Let’s agree to say that a positive integer is prime-like if it is not divisible by 2, 3, or 5. How
many prime-like positive integers are there less than 100? less than 1000? A positive integer
is very prime-like if it is not divisible by any prime less than 15. How many very primelike
positive integers are there less than 90000? Without giving an exact answer, can you
say approximately how many very prime-like positive integers are less than 1010? less than
10100? Explain your reasoning as carefully as you can.
To find the number of prime-like positive integers, we need to understand the divisibility rules of 2, 3, and 5.
A number is divisible by 2 if its last digit is even (0, 2, 4, 6, or 8). Since we are looking for numbers that are not divisible by 2, we should exclude those that end with an even digit.
A number is divisible by 3 if the sum of its digits is divisible by 3. So, in this case, we need to exclude numbers whose digit sum is divisible by 3.
Finally, a number is divisible by 5 if its last digit is either 0 or 5. Therefore, we should exclude numbers ending with 0 or 5.
Now, let's find the number of prime-like positive integers less than 100:
1. First, let's find all the positive integers less than 100.
We have 99 positive integers: 1, 2, 3, ..., 99.

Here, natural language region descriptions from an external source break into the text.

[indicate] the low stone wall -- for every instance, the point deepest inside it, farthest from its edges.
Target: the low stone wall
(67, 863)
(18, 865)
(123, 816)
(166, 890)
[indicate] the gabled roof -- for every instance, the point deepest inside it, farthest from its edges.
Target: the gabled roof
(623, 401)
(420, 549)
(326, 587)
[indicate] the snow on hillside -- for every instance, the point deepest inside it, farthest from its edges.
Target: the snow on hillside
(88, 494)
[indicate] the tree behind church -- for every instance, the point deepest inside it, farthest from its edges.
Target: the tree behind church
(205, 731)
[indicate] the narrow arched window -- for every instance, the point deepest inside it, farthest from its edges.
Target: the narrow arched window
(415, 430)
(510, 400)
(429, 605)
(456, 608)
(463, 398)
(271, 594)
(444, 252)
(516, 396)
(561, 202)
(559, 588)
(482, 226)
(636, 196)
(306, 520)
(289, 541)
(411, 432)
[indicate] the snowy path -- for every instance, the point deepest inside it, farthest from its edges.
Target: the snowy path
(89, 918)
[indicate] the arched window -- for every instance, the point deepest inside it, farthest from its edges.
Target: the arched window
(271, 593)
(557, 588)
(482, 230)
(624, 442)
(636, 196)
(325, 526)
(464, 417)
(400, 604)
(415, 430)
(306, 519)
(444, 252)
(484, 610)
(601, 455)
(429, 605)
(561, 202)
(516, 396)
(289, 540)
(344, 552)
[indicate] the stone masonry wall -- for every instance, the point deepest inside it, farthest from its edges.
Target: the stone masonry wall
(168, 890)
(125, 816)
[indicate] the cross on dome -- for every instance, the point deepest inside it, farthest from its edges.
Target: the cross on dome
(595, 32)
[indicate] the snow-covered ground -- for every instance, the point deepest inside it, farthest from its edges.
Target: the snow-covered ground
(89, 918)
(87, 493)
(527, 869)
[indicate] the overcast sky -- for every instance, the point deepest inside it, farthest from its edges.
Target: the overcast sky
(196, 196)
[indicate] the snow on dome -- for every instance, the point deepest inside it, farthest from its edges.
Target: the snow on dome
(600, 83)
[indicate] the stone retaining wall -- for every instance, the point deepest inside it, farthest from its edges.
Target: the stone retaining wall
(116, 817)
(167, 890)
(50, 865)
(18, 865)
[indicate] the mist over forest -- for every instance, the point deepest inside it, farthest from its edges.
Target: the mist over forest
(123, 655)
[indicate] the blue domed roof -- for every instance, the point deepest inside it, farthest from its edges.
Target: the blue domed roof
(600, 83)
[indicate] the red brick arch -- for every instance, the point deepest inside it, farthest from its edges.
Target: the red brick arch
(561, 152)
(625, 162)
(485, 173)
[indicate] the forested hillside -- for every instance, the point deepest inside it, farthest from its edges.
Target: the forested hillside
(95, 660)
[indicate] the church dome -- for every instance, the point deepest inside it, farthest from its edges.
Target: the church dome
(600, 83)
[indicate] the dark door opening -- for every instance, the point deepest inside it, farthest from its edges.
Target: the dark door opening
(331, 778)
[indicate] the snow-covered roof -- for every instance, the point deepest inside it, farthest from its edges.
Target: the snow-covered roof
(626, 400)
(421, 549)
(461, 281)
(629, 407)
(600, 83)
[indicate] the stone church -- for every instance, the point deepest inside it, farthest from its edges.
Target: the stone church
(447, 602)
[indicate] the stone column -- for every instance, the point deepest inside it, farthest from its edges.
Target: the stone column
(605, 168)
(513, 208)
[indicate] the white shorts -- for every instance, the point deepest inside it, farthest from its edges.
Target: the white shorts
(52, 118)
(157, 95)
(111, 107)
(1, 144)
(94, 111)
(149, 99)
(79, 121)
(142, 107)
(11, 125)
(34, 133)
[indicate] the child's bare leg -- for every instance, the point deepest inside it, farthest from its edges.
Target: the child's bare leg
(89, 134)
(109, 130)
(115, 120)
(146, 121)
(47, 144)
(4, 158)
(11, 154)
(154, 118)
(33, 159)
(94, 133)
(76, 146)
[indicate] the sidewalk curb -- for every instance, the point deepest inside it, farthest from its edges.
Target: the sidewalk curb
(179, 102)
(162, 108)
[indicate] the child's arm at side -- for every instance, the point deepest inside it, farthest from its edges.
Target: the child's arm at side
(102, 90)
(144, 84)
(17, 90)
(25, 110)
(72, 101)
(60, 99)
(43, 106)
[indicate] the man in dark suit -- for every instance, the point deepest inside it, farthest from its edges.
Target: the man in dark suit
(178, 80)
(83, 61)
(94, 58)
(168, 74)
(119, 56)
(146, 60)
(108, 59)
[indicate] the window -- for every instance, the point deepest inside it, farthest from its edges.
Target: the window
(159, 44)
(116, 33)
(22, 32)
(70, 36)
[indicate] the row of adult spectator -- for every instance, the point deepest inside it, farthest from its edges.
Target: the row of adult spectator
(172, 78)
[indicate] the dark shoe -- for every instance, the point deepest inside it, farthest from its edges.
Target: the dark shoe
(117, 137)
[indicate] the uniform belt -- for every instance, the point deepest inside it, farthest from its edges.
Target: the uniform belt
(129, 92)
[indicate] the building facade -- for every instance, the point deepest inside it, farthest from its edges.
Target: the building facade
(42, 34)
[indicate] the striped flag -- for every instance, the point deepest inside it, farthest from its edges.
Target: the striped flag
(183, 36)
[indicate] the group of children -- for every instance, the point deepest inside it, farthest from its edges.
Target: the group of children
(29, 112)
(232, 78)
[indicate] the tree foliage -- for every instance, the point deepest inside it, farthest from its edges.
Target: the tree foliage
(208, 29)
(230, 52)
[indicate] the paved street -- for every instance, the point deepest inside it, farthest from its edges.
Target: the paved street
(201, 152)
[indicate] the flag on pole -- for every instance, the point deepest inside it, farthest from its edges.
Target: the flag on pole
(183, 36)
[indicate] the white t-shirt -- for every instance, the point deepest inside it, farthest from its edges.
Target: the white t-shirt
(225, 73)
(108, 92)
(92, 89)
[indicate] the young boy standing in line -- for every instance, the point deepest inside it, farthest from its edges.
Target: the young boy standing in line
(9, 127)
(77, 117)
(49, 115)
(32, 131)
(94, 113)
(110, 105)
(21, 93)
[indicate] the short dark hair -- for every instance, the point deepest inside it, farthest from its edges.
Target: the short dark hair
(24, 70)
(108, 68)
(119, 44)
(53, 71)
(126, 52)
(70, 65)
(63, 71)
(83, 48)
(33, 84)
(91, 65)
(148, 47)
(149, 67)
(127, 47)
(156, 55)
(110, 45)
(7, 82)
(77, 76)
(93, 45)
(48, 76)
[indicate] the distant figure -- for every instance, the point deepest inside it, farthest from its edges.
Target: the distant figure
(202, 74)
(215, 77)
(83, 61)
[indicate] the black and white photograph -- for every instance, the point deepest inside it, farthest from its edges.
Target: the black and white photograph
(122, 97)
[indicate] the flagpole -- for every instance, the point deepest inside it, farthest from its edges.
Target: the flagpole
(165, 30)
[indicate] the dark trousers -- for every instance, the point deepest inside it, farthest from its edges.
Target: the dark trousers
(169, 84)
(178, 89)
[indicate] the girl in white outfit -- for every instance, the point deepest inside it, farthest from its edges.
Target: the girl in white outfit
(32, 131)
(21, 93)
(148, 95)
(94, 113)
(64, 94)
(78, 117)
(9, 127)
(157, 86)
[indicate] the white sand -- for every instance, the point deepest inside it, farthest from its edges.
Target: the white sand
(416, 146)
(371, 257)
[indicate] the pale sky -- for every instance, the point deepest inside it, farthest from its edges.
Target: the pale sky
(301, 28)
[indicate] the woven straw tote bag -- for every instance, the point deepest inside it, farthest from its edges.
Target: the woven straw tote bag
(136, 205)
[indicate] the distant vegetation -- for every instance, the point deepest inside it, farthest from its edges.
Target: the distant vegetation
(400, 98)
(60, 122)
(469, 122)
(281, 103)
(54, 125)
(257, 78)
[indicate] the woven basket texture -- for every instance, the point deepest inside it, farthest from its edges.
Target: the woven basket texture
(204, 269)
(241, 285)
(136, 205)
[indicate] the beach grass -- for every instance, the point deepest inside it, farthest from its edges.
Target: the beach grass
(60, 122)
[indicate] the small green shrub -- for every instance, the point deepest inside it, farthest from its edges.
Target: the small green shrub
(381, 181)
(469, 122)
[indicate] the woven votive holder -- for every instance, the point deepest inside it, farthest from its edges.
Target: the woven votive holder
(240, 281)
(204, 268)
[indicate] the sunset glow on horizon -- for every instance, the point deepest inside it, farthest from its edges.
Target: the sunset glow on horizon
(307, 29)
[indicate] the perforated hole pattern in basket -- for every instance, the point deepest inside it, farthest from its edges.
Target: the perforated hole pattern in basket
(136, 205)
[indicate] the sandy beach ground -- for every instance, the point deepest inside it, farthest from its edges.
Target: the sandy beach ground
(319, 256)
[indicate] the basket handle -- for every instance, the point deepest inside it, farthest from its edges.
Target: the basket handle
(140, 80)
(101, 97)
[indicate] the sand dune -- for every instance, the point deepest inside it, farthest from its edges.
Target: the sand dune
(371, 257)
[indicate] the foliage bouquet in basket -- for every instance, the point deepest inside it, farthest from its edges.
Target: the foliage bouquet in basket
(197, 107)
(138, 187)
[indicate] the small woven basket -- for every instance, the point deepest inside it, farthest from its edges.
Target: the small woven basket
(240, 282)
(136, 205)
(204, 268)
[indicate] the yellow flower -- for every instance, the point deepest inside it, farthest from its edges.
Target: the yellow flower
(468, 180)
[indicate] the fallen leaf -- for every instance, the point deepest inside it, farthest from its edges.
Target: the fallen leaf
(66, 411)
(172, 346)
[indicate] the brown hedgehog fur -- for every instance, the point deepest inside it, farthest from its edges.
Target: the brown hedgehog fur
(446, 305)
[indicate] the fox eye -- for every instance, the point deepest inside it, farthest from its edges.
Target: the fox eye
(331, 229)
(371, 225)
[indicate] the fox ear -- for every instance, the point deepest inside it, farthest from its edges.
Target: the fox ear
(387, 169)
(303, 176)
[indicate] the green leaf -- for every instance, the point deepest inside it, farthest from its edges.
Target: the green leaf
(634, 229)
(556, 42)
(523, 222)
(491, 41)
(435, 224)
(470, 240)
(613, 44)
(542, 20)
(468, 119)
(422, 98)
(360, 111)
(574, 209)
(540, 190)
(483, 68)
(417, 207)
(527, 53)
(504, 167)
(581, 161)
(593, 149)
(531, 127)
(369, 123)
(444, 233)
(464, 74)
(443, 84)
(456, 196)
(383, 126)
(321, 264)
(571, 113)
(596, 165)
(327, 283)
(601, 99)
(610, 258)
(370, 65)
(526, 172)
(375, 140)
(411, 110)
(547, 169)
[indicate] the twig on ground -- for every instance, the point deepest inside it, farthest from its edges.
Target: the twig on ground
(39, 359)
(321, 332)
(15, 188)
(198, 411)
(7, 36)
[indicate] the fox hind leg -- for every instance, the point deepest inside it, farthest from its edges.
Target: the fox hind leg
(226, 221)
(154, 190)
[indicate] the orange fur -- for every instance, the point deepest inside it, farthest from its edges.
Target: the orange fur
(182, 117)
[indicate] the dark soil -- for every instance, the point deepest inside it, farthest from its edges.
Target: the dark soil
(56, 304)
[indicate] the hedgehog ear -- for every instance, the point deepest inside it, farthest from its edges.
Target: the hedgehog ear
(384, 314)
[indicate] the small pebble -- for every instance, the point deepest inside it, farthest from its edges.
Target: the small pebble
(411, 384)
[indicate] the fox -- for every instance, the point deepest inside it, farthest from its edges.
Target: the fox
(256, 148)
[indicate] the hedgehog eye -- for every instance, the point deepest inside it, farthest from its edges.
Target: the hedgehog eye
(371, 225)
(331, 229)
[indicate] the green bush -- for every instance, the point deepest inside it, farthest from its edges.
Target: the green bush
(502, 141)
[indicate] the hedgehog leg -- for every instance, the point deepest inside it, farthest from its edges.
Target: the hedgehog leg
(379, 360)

2. Exclude all numbers divisible by 2:
We know that half of the numbers are divisible by 2 (every other number). So, we need to remove 49 numbers (including 2) to eliminate the even numbers.
3. Exclude all numbers divisible by 3:
To find the numbers divisible by 3, we need to sum the digits of each number. After checking, we find that the numbers 3, 6, 9, 12, ..., 99 are divisible by 3. This gives us 33 numbers to remove.
4. Exclude all numbers divisible by 5:
Out of the remaining numbers, we need to remove those ending with 0 or 5. There are 9 such numbers: 10, 15, 20, ..., 95.
So, the number of prime-like positive integers less than 100 is 99 - 49 - 33 - 9 = 8.
Now, let's find the number of prime-like positive integers less than 1000:
Following the same steps as before:
- The total number of positive integers is 999.
- Excluding numbers divisible by 2 leaves us with 499 numbers.
- Excluding numbers divisible by 3 gives 334 numbers.
- Excluding numbers divisible by 5 gives 93 numbers.
Therefore, the number of prime-like positive integers less than 1000 is 999 - 499 - 334 - 93 = 73.
For the next part, we are looking for very prime-like positive integers less than 90000 (not divisible by any prime less than 15).
We need to find the primes less than 15: 2, 3, 5, 7, 11, 13.
Following similar steps as before, we know that approximately 1/2 of the numbers are divisible by 2, 1/3 by 3, 1/5 by 5, 1/7 by 7, 1/11 by 11, and 1/13 by 13.
Using these fractions, we can estimate the number of very prime-like positive integers by multiplying the total number of positive integers by the product of (1 - (1/2))(1 - (1/3))(1 - (1/5))(1 - (1/7))(1 - (1/11))(1 - (1/13)).
For example, to estimate the number of very prime-like positive integers less than 1010:
- The total number of positive integers is 1010.
- Multiply this by (1 - (1/2))(1 - (1/3))(1 - (1/5))(1 - (1/7))(1 - (1/11))(1 - (1/13)).
Similarly, for estimating the number of very prime-like positive integers less than 10100:
- The total number of positive integers is 10100.
- Multiply this by (1 - (1/2))(1 - (1/3))(1 - (1/5))(1 - (1/7))(1 - (1/11))(1 - (1/13)).
By following this approach, you can estimate the approximate number of very prime-like positive integers.